Buscando reforçar o caixa do governo, a Receita Federal iniciou uma ofensiva para desarticular o chamado planejamento tributário - esquemas usados por grandes empresas para pagar menos impostos por meio de brechas da legislação. A operação Ouro de Tolo, desencadeada ontem pelo Fisco, colocou na mira um seleto grupo de 146 grandes empresas do País que foram responsáveis pela maior parte da queda de R$ 33,4 bilhões este ano na arrecadação da Contribuição para o Financiamento da Seguridade Social (Cofins), PIS, Imposto de Renda da Pessoa Jurídica (IRPJ), Contribuição Social sobre o Lucro Líquido (CSLL) e Imposto sobre Produtos Industrializados (IPI).
A blitz partiu de um levantamento das empresas que mais deixaram de recolher tributos depois do agravamento da crise. Para surpresa do Fisco, o pente-fino mostrou que um grupo de 20 grandes empresas pagou R$ 12,8 bilhões a menos de IRPJ e CSLL de janeiro a setembro deste ano, enquanto as demais 4,77 milhões de empresas do País aumentaram em R$ 1 bilhão o recolhimento desses tributos.

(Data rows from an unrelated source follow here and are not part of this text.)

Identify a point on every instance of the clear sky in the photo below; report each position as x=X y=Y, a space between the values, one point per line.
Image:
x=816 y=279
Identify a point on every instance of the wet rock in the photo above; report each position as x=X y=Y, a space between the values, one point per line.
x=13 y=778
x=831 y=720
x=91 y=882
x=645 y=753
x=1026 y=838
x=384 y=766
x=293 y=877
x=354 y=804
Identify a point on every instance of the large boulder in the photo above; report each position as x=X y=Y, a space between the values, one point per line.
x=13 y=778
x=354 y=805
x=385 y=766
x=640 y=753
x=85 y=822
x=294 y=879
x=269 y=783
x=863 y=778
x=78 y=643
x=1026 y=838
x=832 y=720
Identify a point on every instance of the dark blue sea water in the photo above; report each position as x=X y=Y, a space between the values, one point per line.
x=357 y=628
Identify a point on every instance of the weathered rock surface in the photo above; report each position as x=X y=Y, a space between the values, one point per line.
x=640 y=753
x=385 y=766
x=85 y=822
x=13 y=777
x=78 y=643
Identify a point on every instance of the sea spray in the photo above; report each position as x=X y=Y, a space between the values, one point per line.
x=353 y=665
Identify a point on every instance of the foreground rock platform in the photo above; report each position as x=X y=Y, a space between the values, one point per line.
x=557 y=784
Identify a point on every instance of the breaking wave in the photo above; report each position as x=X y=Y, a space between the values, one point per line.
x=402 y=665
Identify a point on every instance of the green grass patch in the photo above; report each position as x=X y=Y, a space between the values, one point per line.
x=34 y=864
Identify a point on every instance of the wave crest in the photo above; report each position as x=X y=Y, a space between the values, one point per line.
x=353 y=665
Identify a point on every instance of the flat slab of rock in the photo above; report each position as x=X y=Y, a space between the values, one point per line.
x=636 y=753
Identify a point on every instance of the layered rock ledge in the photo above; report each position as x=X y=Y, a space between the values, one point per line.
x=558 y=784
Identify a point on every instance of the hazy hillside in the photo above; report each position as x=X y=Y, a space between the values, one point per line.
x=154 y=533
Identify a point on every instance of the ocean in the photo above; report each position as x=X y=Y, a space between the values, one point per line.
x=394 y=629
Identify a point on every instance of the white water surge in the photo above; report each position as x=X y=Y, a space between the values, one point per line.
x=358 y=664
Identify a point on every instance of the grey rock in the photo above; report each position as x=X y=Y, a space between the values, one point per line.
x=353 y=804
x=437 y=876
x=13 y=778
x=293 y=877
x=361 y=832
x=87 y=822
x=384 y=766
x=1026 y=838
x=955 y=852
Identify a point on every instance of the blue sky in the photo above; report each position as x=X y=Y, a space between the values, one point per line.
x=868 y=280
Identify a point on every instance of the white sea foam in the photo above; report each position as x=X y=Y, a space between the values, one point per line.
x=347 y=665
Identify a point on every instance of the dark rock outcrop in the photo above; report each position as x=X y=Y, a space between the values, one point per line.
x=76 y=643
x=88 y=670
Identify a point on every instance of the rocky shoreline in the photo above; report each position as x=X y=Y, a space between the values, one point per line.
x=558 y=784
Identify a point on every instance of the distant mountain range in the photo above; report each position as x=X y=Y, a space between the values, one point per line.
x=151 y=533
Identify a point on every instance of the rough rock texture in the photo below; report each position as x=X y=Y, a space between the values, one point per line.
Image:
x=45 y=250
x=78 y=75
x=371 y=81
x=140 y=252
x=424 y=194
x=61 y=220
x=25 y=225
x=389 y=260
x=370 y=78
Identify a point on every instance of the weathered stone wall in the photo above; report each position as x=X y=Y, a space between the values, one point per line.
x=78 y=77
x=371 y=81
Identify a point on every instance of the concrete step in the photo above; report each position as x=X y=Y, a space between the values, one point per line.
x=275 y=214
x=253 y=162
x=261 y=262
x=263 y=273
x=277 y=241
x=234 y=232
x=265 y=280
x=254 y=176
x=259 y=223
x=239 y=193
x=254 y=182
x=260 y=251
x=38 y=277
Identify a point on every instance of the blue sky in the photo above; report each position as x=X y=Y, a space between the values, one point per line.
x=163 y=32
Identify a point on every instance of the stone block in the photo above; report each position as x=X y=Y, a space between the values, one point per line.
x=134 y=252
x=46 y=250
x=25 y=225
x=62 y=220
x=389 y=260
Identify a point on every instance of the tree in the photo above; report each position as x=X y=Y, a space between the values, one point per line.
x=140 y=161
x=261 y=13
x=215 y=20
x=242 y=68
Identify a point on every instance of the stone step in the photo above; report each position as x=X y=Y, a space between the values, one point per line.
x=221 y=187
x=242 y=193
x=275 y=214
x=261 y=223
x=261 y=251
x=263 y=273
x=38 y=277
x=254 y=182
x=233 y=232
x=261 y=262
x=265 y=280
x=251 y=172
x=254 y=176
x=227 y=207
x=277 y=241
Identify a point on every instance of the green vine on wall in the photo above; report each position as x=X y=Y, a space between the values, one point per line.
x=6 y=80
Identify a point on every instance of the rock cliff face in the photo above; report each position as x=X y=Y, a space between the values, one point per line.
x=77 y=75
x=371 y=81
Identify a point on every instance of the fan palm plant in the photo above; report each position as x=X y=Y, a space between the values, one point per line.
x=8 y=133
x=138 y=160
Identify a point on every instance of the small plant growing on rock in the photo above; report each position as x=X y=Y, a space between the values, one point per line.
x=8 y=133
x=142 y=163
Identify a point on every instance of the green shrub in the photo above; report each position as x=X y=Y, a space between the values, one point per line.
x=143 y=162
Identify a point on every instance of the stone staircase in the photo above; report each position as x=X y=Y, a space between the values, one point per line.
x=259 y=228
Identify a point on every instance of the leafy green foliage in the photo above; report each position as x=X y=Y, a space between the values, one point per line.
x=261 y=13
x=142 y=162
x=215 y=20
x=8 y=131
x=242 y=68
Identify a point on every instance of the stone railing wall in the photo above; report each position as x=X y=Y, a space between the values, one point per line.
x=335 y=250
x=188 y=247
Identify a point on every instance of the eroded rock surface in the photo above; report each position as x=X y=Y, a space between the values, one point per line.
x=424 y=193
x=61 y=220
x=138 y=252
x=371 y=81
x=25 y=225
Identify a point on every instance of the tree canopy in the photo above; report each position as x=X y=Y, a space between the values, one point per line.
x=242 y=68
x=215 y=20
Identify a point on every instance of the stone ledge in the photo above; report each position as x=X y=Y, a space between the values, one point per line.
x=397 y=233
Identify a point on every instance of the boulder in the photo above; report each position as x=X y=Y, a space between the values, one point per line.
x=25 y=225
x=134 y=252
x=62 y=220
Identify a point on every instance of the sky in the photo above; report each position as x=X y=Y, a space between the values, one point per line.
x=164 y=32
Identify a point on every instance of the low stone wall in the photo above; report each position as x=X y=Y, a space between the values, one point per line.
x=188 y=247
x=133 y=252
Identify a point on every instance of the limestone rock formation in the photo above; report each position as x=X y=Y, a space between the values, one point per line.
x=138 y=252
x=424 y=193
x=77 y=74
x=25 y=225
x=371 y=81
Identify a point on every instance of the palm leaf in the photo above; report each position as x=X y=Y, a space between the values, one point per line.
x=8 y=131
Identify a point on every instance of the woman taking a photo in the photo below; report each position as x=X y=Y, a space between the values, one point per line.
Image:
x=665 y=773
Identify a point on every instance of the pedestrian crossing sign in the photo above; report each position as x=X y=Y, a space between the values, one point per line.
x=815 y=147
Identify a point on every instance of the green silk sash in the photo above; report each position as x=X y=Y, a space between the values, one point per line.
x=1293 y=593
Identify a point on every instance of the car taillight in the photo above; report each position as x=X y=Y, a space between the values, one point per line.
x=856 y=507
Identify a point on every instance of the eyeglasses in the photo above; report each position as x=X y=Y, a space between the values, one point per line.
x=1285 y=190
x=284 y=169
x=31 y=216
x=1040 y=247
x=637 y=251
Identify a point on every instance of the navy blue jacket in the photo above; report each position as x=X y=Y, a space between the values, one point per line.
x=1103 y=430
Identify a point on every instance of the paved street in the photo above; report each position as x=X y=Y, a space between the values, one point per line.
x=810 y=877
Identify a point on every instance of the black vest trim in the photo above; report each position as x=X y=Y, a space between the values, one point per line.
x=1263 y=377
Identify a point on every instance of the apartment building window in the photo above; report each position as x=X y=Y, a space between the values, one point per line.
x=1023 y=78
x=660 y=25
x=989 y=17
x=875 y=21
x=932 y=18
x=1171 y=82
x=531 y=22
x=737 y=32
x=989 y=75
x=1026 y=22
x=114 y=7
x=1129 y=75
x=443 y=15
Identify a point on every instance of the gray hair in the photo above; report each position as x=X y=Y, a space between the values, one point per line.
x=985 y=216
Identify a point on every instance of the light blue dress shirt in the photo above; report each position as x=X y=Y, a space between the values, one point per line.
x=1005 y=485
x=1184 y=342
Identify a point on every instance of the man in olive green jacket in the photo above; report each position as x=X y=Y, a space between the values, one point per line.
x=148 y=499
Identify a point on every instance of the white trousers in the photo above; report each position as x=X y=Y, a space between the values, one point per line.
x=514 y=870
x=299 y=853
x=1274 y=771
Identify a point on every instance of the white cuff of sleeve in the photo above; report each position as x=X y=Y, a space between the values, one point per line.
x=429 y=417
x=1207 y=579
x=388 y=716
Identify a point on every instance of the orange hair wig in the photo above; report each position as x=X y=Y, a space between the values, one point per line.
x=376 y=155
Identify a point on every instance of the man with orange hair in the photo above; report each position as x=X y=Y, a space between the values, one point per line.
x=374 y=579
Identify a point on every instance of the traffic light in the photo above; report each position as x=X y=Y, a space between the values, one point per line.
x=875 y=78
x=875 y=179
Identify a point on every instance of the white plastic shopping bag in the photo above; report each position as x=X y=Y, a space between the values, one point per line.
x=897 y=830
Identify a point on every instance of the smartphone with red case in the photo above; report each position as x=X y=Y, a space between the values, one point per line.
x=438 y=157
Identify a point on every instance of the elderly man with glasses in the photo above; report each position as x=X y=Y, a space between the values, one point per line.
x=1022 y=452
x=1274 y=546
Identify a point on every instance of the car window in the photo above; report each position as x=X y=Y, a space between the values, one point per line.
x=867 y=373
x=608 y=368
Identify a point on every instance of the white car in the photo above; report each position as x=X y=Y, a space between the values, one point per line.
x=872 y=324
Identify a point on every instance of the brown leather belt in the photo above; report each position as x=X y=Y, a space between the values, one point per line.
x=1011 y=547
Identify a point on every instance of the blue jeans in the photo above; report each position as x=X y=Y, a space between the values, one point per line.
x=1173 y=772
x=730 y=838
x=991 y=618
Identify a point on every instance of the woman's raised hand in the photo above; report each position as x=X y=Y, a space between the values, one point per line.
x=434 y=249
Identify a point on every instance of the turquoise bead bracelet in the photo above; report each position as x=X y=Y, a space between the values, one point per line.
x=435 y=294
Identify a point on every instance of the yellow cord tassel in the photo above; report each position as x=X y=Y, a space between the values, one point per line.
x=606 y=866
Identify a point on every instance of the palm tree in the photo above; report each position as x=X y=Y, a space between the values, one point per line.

Movimento semelhante ocorreu com o PIS e a Cofins, tributos considerados termômetros da atividade econômica e que não mostram reação até agora à melhora dos indicadores econômicos. Um grupo de apenas cem empresas foi responsável por 85,34% da queda de R$ 13,85 bilhões da arrecadação do PIS e da Cofins entre janeiro e setembro deste ano em relação ao mesmo período do ano passado. Essas 100 empresas pagaram R$ 11,82 bilhões a menos, enquanto todas as demais companhias deixaram de recolher apenas R$ 2 bilhões. A varredura da Receita partiu da desconfiança de que o recuo da arrecadação, observado já há 11 meses consecutivos, não é resultado apenas do impacto da desaceleração econômica. A crise financeira teria sido usada também como desculpa para sonegação e evasão fiscal por parte das empresas.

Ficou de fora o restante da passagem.